ATW Daily News
SAS reports first net profit in two years
Friday November 6, 2009SAS Group posted its first quarterly profit since the 2007 third quarter, a SEK152 million ($21.5 million) surplus in the three months ended Sept. 30 that represented a reversal from the SEK1.99 billion deficit suffered in the year-ago period.
The company credited cost and capacity cuts achieved through its Core SAS program, rising load factor and a SEK427 million gain from the sale of its stake in bmi to Lufthansa (ATWOnline, Oct. 2). Income before nonrecurring items in continuing operations fell 87.7% year-over-year to SEK37 million.
President and CEO Mats Jansson said that Core SAS, launched in February, contributed SEK1.3 billion to SAS's bottom line through September and that the company is "continuing the implementation. . .with full vigor." The total impact over 2009-10 is expected to be SEK3.9 billion, and 1,884 fulltime employees have left the company so far, he said.
Group revenue fell 16.6% to SEK11.08 billion and operating income rose 38.5% to SEK259 million from the SEK187 million reported in the 2008 third quarter. Its airlines transported 6.2 million passengers, down 14.7%, while RPKs fell 16% to 6.87 billion. Capacity declined 18.4% to 8.96 billion ASKs and load factor rose 2.2 points to 76.7%.
SAS Scandinavian Airlines suffered a SEK531 million operating loss, widened from a SEK77 million deficit in the year-ago quarter, as revenue fell 19.5% to SEK6.89 billion. Traffic slid17.3% to 6.32 billion RPKs on a 20% cut in capacity to 8.14 billion ASKs, lifting load factor 2.6 points to 77.6%. The Blue1 subsidiary reported a SEK56 million operating loss before nonrecurring items while Wideroe was SEK6 million in the black. The group had 257 aircraft on Sept. 30--212 with SAS, 30 with Wideroe and 15 with Blue1.

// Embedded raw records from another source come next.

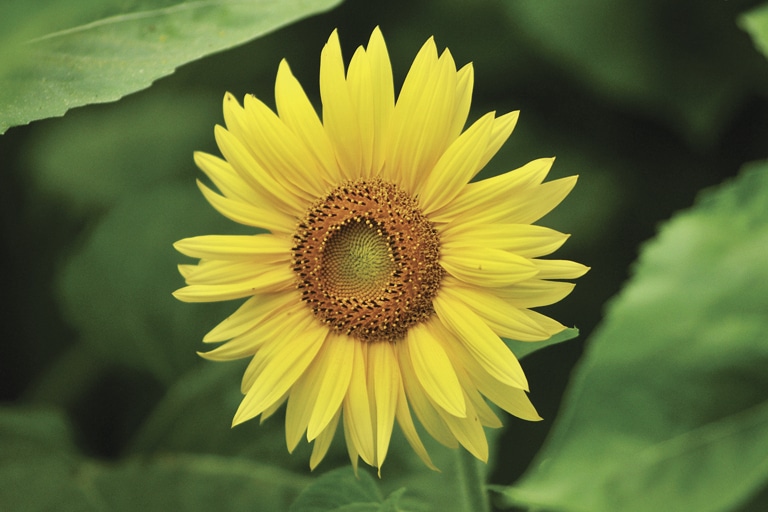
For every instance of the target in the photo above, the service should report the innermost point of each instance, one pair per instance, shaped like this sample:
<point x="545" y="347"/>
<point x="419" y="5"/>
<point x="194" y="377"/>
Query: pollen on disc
<point x="367" y="261"/>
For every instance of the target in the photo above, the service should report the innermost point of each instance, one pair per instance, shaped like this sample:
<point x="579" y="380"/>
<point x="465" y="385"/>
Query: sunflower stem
<point x="472" y="480"/>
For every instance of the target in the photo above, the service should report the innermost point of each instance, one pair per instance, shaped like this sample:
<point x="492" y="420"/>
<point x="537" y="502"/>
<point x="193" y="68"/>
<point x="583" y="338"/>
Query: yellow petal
<point x="434" y="370"/>
<point x="350" y="442"/>
<point x="215" y="272"/>
<point x="484" y="345"/>
<point x="502" y="129"/>
<point x="336" y="362"/>
<point x="360" y="84"/>
<point x="504" y="319"/>
<point x="405" y="421"/>
<point x="263" y="248"/>
<point x="250" y="313"/>
<point x="497" y="190"/>
<point x="248" y="214"/>
<point x="483" y="266"/>
<point x="512" y="399"/>
<point x="535" y="293"/>
<point x="468" y="431"/>
<point x="456" y="166"/>
<point x="559" y="269"/>
<point x="281" y="153"/>
<point x="299" y="115"/>
<point x="383" y="95"/>
<point x="264" y="330"/>
<point x="226" y="179"/>
<point x="243" y="162"/>
<point x="339" y="115"/>
<point x="528" y="206"/>
<point x="527" y="240"/>
<point x="279" y="369"/>
<point x="272" y="409"/>
<point x="450" y="343"/>
<point x="273" y="280"/>
<point x="300" y="401"/>
<point x="422" y="115"/>
<point x="421" y="405"/>
<point x="384" y="380"/>
<point x="323" y="442"/>
<point x="550" y="325"/>
<point x="465" y="81"/>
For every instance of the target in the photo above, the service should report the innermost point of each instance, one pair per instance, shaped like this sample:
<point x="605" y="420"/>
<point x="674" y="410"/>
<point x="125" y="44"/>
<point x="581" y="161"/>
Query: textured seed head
<point x="367" y="261"/>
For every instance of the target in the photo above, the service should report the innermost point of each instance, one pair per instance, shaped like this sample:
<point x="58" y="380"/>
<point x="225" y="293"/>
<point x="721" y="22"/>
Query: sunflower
<point x="381" y="281"/>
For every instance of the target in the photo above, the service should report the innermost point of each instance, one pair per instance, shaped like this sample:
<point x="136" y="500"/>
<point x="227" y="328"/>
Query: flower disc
<point x="367" y="261"/>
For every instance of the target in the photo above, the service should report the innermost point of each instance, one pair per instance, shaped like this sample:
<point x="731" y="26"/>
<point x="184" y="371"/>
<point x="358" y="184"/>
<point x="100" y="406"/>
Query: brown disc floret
<point x="367" y="260"/>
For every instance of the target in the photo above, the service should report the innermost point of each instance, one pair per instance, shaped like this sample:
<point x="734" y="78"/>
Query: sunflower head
<point x="387" y="279"/>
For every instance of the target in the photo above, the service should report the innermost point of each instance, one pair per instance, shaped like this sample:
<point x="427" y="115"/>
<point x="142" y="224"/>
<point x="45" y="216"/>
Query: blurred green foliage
<point x="106" y="405"/>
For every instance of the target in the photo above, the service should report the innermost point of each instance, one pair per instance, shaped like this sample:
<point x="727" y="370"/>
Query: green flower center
<point x="367" y="261"/>
<point x="357" y="260"/>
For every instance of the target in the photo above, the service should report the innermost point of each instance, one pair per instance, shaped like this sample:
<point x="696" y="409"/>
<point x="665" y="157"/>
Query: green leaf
<point x="100" y="155"/>
<point x="669" y="408"/>
<point x="341" y="491"/>
<point x="58" y="55"/>
<point x="522" y="349"/>
<point x="677" y="60"/>
<point x="755" y="22"/>
<point x="116" y="289"/>
<point x="40" y="470"/>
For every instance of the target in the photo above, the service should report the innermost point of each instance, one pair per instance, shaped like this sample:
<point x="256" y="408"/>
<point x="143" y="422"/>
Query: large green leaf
<point x="755" y="22"/>
<point x="41" y="470"/>
<point x="57" y="55"/>
<point x="669" y="408"/>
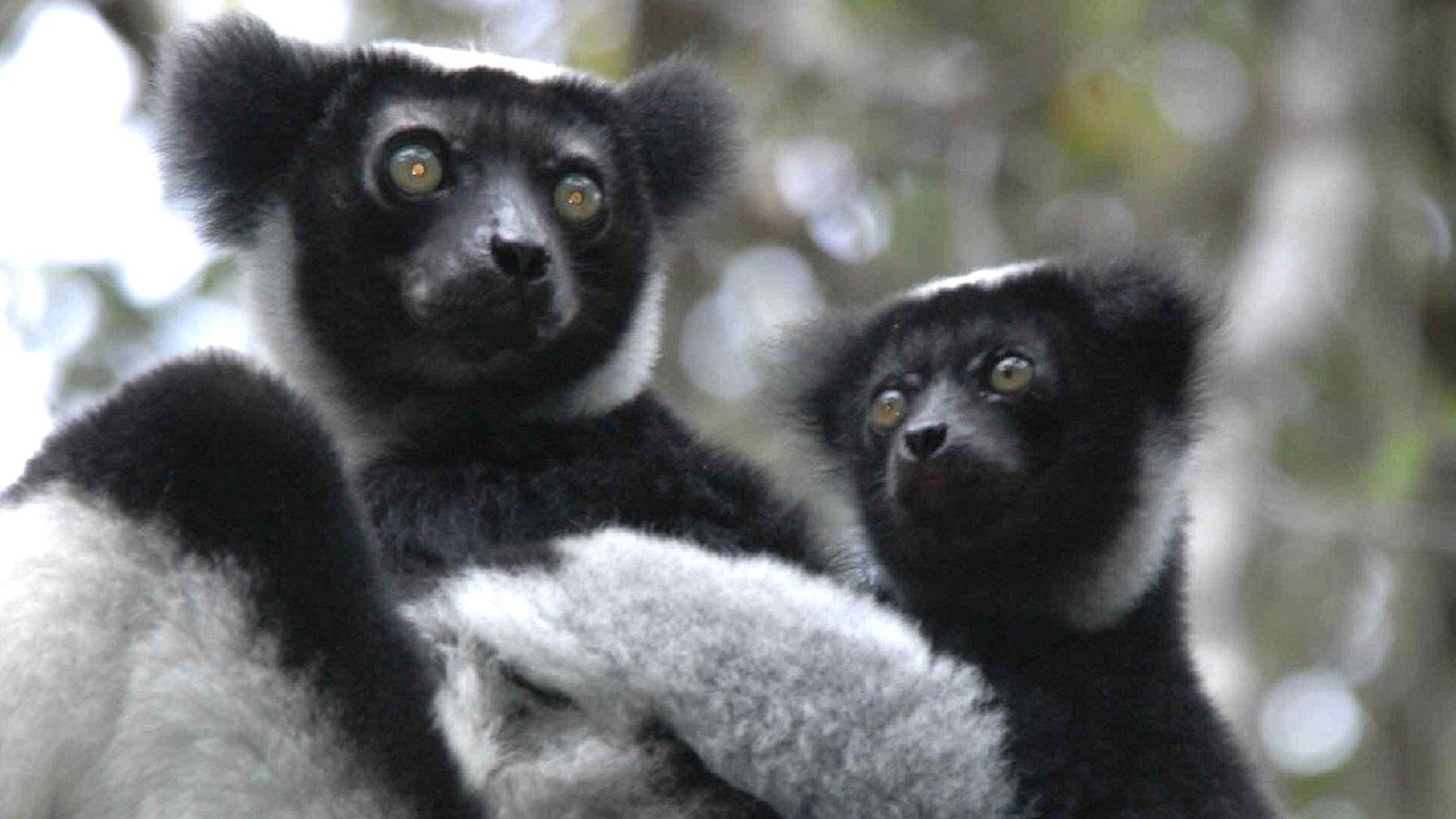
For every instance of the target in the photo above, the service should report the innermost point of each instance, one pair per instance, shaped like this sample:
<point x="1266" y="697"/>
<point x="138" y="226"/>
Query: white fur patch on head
<point x="1141" y="551"/>
<point x="627" y="367"/>
<point x="134" y="682"/>
<point x="466" y="59"/>
<point x="798" y="691"/>
<point x="987" y="277"/>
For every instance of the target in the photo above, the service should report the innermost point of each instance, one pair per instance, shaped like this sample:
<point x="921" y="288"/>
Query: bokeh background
<point x="1306" y="149"/>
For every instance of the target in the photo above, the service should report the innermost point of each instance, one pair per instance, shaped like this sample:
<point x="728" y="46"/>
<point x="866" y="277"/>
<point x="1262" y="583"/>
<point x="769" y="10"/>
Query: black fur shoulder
<point x="524" y="483"/>
<point x="237" y="470"/>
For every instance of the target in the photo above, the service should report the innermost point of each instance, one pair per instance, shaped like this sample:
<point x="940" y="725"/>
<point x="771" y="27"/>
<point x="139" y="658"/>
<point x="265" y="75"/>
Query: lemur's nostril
<point x="520" y="260"/>
<point x="925" y="442"/>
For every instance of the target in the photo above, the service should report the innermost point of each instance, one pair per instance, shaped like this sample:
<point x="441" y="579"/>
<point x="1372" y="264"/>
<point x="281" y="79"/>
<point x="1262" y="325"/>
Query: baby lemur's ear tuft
<point x="235" y="104"/>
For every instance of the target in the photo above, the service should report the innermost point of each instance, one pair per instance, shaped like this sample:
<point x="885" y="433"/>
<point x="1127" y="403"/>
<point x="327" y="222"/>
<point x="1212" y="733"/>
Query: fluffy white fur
<point x="985" y="277"/>
<point x="133" y="682"/>
<point x="466" y="59"/>
<point x="809" y="695"/>
<point x="629" y="367"/>
<point x="273" y="309"/>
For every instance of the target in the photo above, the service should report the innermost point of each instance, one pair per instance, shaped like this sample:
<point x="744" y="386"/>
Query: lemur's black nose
<point x="520" y="260"/>
<point x="925" y="442"/>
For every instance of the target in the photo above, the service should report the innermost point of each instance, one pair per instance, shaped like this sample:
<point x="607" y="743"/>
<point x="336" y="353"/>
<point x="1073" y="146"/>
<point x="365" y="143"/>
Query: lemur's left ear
<point x="1158" y="314"/>
<point x="685" y="126"/>
<point x="235" y="102"/>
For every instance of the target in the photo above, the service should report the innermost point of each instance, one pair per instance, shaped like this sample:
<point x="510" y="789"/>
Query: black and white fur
<point x="194" y="622"/>
<point x="513" y="413"/>
<point x="1040" y="534"/>
<point x="475" y="446"/>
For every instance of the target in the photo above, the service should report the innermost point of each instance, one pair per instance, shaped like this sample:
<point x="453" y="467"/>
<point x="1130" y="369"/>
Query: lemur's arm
<point x="801" y="692"/>
<point x="192" y="621"/>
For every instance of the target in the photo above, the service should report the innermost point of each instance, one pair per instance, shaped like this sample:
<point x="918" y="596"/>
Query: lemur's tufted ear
<point x="814" y="370"/>
<point x="235" y="104"/>
<point x="1155" y="310"/>
<point x="685" y="127"/>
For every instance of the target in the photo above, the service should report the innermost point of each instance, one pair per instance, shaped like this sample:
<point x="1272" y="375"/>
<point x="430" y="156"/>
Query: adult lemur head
<point x="1015" y="436"/>
<point x="440" y="237"/>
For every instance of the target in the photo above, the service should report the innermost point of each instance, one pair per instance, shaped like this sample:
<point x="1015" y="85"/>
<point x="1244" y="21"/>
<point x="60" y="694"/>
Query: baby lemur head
<point x="1015" y="436"/>
<point x="437" y="237"/>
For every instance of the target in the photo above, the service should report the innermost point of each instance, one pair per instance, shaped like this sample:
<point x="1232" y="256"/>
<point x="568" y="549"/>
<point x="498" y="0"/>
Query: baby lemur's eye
<point x="415" y="169"/>
<point x="1012" y="374"/>
<point x="887" y="410"/>
<point x="577" y="197"/>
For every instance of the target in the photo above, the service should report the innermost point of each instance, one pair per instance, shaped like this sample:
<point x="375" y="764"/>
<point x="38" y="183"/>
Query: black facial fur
<point x="478" y="297"/>
<point x="1028" y="487"/>
<point x="1037" y="530"/>
<point x="241" y="471"/>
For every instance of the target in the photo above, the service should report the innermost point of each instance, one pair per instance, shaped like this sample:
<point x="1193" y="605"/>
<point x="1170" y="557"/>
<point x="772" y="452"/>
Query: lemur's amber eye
<point x="887" y="410"/>
<point x="1012" y="374"/>
<point x="415" y="169"/>
<point x="577" y="197"/>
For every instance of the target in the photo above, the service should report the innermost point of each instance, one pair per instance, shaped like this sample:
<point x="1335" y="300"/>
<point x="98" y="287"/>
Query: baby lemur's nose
<point x="524" y="261"/>
<point x="922" y="444"/>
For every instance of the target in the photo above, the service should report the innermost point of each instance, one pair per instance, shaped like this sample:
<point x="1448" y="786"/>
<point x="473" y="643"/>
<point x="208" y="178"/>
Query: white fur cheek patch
<point x="791" y="688"/>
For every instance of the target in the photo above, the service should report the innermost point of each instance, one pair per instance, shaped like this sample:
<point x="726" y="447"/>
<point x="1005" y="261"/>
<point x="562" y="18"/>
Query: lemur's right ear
<point x="235" y="104"/>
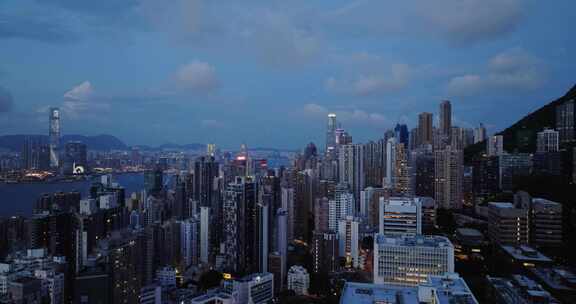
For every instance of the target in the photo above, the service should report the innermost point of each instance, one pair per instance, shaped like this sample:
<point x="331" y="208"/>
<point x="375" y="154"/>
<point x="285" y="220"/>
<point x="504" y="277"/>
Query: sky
<point x="266" y="73"/>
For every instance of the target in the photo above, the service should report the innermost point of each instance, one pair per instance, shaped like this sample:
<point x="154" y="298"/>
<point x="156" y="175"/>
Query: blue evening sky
<point x="267" y="72"/>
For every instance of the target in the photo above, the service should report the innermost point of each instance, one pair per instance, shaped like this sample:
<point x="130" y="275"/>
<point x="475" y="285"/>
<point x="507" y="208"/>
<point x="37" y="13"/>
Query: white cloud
<point x="210" y="123"/>
<point x="198" y="76"/>
<point x="459" y="22"/>
<point x="354" y="116"/>
<point x="463" y="22"/>
<point x="81" y="92"/>
<point x="511" y="70"/>
<point x="79" y="102"/>
<point x="371" y="84"/>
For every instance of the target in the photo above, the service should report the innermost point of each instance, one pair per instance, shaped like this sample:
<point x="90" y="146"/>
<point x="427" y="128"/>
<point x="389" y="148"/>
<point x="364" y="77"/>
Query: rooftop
<point x="525" y="254"/>
<point x="413" y="240"/>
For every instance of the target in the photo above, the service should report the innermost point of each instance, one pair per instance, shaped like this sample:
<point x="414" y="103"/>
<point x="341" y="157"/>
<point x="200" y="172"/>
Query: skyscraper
<point x="425" y="129"/>
<point x="445" y="118"/>
<point x="54" y="137"/>
<point x="331" y="132"/>
<point x="448" y="176"/>
<point x="351" y="161"/>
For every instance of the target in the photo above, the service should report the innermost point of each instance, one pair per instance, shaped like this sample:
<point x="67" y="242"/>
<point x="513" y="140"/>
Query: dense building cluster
<point x="231" y="227"/>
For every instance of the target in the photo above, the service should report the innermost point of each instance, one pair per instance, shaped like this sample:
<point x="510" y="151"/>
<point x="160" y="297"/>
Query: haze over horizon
<point x="267" y="72"/>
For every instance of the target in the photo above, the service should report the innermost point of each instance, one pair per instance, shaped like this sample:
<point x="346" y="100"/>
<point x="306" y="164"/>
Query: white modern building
<point x="448" y="288"/>
<point x="400" y="215"/>
<point x="339" y="208"/>
<point x="256" y="288"/>
<point x="298" y="280"/>
<point x="204" y="234"/>
<point x="409" y="260"/>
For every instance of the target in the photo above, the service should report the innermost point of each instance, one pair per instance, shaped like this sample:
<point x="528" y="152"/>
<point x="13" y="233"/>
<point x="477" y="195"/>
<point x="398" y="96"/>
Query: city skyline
<point x="124" y="70"/>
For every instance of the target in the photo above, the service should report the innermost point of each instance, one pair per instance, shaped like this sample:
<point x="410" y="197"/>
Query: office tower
<point x="485" y="176"/>
<point x="331" y="133"/>
<point x="25" y="290"/>
<point x="401" y="173"/>
<point x="206" y="170"/>
<point x="151" y="294"/>
<point x="458" y="138"/>
<point x="325" y="252"/>
<point x="374" y="158"/>
<point x="205" y="229"/>
<point x="447" y="288"/>
<point x="351" y="162"/>
<point x="211" y="150"/>
<point x="288" y="207"/>
<point x="507" y="224"/>
<point x="389" y="179"/>
<point x="445" y="118"/>
<point x="189" y="241"/>
<point x="275" y="268"/>
<point x="495" y="145"/>
<point x="547" y="141"/>
<point x="479" y="134"/>
<point x="565" y="121"/>
<point x="75" y="158"/>
<point x="342" y="137"/>
<point x="400" y="216"/>
<point x="348" y="241"/>
<point x="422" y="167"/>
<point x="153" y="181"/>
<point x="125" y="272"/>
<point x="545" y="223"/>
<point x="544" y="218"/>
<point x="512" y="166"/>
<point x="241" y="227"/>
<point x="282" y="246"/>
<point x="401" y="134"/>
<point x="409" y="260"/>
<point x="303" y="205"/>
<point x="54" y="138"/>
<point x="321" y="214"/>
<point x="370" y="205"/>
<point x="181" y="209"/>
<point x="298" y="280"/>
<point x="425" y="129"/>
<point x="428" y="212"/>
<point x="340" y="207"/>
<point x="256" y="288"/>
<point x="448" y="172"/>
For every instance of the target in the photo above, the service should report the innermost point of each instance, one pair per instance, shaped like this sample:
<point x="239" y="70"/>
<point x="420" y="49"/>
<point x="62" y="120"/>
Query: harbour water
<point x="19" y="199"/>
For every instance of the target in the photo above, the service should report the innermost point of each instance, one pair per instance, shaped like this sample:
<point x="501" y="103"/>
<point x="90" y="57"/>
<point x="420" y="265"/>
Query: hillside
<point x="521" y="136"/>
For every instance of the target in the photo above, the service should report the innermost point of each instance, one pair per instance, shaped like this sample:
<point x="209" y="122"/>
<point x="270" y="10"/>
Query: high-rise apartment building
<point x="331" y="133"/>
<point x="495" y="145"/>
<point x="507" y="224"/>
<point x="566" y="121"/>
<point x="54" y="137"/>
<point x="425" y="129"/>
<point x="351" y="163"/>
<point x="348" y="245"/>
<point x="298" y="280"/>
<point x="449" y="165"/>
<point x="445" y="118"/>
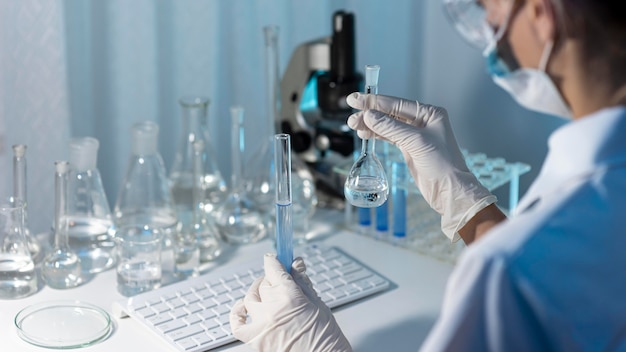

Nine-month loss of SEK1.64 billion was 54% improved from the SEK3.57 billion deficit reported in the first nine months of 2008. Operating loss, however, deepened to SEK1.67 billion from SEK414 million.
SAS said that "the existing cost gap relative to relevant competitors will diminish but not close completely" as a result of Core SAS and that a "large part" of the remainder "is associated with collective agreements." Yesterday it said negotiations with cabin crew in Sweden and Norway and ground staff in Denmark have produced SEK130 million in savings. It has not reached agreements with its three pilot unions or Danish flight attendants. "A number of counter demands have been made in the final stages of negotiations, which the SAS management and board. . .cannot accept," it said.